An application by the Tsilhqot’in Nation to appeal an earlier judgment by the BC Supreme Court and by the BC Court of Appeal was dismissed Thursday by the Supreme Court of Canada.
“The news here is that the provincial government can issue permits for mining activity in British Columbia, and if the government does their consultation work carefully and takes all interests into consideration those permits can withstand even the most vigorous of legal challenges by the most determined of opponents to that work taking place,” said Brian Battison, TML Vice President of Corporate Affairs.
“So that’s the news here and I’m sure that the provincial government is pleased with the outcome.”
The exploratory drilling permit authorizes an extensive drilling, road building, and excavation program. It authorizes TML to clear 76 kilometers of new or modified road and trail, 122 drill holes, 367 excavated test pits, and 20 kilometers of seismic lines near Tez^tan Biny (Fish Lake) and Nabas, an area that the Tsilhqot’in say is of profound cultural and spiritual significance for them.
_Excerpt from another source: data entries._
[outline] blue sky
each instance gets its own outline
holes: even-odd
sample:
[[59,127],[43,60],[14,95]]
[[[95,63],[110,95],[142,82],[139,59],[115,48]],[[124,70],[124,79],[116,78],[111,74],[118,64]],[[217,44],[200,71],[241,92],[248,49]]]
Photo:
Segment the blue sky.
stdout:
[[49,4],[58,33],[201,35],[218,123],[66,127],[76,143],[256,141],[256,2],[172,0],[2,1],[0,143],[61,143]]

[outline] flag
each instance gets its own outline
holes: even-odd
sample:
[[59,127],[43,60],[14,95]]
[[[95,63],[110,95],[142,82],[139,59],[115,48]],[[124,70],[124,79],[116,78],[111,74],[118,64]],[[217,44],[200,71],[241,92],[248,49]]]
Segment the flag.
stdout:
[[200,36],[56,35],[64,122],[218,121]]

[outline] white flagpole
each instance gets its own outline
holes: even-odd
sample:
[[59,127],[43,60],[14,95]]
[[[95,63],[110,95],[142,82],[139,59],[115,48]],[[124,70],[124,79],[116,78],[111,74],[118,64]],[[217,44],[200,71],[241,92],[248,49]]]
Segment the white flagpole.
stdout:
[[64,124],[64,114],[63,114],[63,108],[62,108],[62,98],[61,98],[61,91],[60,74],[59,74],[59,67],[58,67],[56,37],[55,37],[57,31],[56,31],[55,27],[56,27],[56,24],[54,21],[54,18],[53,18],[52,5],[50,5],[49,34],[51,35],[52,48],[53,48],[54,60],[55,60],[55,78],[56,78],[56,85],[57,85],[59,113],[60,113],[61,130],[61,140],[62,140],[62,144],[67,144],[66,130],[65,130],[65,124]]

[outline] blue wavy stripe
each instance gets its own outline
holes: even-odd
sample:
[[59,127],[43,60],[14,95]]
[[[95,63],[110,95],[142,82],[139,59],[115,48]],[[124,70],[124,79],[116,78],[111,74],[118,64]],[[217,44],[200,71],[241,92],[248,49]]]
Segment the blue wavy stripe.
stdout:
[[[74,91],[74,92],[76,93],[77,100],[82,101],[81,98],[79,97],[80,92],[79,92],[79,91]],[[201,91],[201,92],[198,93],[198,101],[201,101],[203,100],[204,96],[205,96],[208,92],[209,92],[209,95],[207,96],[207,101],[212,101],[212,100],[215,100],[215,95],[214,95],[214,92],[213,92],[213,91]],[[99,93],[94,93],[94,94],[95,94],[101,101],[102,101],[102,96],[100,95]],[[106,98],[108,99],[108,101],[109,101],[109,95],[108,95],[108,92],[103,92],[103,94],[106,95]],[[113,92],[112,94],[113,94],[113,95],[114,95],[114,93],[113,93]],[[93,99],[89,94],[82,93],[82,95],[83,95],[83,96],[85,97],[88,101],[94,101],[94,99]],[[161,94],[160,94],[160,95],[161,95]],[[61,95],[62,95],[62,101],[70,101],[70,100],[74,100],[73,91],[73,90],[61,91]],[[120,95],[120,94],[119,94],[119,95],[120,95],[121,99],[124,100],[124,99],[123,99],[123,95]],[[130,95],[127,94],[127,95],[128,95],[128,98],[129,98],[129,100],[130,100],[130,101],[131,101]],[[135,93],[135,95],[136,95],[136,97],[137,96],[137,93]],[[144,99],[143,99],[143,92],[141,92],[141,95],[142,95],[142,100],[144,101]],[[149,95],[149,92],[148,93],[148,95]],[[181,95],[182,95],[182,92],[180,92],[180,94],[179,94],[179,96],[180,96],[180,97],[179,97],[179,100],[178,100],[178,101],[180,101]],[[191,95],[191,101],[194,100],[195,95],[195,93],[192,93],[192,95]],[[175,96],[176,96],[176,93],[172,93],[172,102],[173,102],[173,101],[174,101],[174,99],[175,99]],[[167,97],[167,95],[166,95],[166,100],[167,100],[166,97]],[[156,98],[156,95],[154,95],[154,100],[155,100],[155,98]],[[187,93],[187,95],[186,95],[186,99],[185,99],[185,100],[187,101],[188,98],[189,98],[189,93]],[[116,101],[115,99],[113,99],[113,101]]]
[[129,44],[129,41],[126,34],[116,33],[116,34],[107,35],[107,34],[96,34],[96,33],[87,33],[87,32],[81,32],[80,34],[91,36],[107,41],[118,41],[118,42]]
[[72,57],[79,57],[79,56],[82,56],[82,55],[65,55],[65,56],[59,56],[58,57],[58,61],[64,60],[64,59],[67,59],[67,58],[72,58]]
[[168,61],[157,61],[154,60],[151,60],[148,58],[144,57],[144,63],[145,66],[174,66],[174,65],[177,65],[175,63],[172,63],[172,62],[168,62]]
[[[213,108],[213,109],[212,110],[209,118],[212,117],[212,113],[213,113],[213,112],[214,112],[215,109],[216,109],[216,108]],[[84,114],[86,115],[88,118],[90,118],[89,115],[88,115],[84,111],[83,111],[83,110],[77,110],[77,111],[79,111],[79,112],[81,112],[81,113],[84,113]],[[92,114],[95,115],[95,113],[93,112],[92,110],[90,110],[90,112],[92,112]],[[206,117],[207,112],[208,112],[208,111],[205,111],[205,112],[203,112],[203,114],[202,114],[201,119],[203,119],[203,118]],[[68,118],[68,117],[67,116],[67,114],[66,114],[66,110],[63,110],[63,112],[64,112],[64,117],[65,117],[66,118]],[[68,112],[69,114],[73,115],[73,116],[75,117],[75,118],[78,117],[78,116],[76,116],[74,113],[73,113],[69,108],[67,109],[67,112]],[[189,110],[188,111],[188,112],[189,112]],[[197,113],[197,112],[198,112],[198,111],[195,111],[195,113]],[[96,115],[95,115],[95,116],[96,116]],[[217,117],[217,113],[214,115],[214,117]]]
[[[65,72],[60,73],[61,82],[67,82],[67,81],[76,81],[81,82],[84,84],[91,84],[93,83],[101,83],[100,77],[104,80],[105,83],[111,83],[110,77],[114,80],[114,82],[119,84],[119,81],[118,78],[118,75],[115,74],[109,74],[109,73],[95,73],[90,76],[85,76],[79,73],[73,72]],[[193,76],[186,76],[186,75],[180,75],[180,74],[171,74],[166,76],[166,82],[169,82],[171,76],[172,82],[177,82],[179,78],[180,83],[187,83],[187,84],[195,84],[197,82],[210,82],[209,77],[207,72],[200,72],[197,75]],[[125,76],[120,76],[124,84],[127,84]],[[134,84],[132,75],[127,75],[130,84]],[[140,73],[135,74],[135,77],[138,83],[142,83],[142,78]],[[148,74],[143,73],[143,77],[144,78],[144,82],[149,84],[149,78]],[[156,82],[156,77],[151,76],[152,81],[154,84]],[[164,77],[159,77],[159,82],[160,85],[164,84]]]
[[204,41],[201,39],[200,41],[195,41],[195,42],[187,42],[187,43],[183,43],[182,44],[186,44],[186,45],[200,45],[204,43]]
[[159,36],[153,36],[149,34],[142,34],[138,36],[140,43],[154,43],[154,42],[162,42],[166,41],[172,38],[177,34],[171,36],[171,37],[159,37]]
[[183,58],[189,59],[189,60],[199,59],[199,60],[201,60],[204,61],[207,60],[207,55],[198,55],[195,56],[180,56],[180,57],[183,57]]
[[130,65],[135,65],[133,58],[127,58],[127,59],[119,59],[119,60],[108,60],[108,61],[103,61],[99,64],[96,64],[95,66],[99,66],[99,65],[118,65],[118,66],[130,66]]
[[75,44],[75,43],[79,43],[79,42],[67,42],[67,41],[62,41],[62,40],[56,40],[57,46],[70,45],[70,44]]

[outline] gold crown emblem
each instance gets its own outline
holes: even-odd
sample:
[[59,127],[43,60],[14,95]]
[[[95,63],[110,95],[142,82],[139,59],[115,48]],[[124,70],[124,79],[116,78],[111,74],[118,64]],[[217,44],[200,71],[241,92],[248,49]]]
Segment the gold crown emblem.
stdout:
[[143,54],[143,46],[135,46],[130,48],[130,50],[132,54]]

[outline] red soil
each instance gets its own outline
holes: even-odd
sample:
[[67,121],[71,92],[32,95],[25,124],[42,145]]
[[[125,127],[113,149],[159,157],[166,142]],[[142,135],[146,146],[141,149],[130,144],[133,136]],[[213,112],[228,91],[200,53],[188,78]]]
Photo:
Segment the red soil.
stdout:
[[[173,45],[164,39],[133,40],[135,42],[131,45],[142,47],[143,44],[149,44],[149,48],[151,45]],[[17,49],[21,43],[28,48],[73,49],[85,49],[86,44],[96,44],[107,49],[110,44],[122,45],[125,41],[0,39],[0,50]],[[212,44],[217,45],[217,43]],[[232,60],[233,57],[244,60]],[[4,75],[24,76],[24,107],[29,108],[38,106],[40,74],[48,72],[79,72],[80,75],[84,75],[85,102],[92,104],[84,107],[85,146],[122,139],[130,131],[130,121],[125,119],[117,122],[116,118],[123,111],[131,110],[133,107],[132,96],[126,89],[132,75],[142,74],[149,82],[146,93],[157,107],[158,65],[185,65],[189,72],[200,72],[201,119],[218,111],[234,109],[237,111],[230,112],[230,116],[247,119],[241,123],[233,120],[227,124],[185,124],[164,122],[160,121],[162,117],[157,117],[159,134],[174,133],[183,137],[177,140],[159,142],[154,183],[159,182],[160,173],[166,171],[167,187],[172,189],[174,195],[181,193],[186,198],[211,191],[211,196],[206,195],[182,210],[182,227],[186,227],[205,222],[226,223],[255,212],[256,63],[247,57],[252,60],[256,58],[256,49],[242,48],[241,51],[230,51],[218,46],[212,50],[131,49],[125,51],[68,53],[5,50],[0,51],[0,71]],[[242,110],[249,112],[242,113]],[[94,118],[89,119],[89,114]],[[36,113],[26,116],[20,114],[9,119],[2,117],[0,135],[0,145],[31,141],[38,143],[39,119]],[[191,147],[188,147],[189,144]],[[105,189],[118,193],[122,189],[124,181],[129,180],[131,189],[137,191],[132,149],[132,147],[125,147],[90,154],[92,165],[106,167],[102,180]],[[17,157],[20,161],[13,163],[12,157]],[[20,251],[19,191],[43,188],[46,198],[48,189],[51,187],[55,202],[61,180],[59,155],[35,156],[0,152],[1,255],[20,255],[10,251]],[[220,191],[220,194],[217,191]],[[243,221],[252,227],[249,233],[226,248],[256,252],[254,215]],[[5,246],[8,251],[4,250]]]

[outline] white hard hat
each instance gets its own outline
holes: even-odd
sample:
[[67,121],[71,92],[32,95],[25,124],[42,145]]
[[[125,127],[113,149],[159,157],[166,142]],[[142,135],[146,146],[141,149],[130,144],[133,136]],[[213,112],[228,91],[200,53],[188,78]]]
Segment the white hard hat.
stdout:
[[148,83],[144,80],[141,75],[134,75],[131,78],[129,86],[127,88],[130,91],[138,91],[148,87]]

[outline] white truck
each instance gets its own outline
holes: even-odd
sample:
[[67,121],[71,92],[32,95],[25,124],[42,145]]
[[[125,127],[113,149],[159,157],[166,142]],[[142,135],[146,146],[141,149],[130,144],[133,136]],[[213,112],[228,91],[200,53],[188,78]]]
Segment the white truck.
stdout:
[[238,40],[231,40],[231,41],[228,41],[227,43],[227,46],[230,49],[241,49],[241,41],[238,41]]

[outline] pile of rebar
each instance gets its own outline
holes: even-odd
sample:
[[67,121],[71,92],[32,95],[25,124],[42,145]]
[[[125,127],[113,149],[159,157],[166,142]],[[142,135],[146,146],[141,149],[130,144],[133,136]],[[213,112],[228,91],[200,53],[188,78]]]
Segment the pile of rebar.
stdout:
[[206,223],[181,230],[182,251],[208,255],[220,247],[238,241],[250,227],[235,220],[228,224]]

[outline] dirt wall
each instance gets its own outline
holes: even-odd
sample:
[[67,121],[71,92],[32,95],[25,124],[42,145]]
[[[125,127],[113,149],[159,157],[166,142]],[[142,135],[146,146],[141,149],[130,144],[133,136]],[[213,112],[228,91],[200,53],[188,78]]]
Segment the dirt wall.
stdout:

“The legal challenges are certainly over for that aspect of the project, for that work to taking place and our intention is now to go out and do that work and gather that information,” Battison said.
“It’s not going to proceed in the next ten days but it’s going to proceed soon after that. It’s a requirement of our permit that we give various parties that are interested in that work taking place that they get notification, so that notification has gone out yesterday.”
Battison said the work that will be dependent on the weather will take a number of months over the summer and winter seasons to complete.
“The nature of the work here is that we just need to cut some trails so we can get some very light equipment in to drill some three inch holes into various locations where we propose to put different features of the mine like where would we put the mill building, where would we put the center line of the dam construction. We’re gathering geotechnical work for those particular features,” he said.
“It’s very similar to work that has gone on at that site over many years, in fact, several decades.”
Battison added that the information collected will help inform B.C.’s Mines Act Permitting Process.
“Those authorizations from the federal government remain outstanding,” he said.
“This information that we gather would be helpful in securing those operations, so the work that we’re doing out there we’re not constructing the mine; we’re far from that. This is simply a mineral exploration type program to gather information so those authorizations remain yet to be acquired.”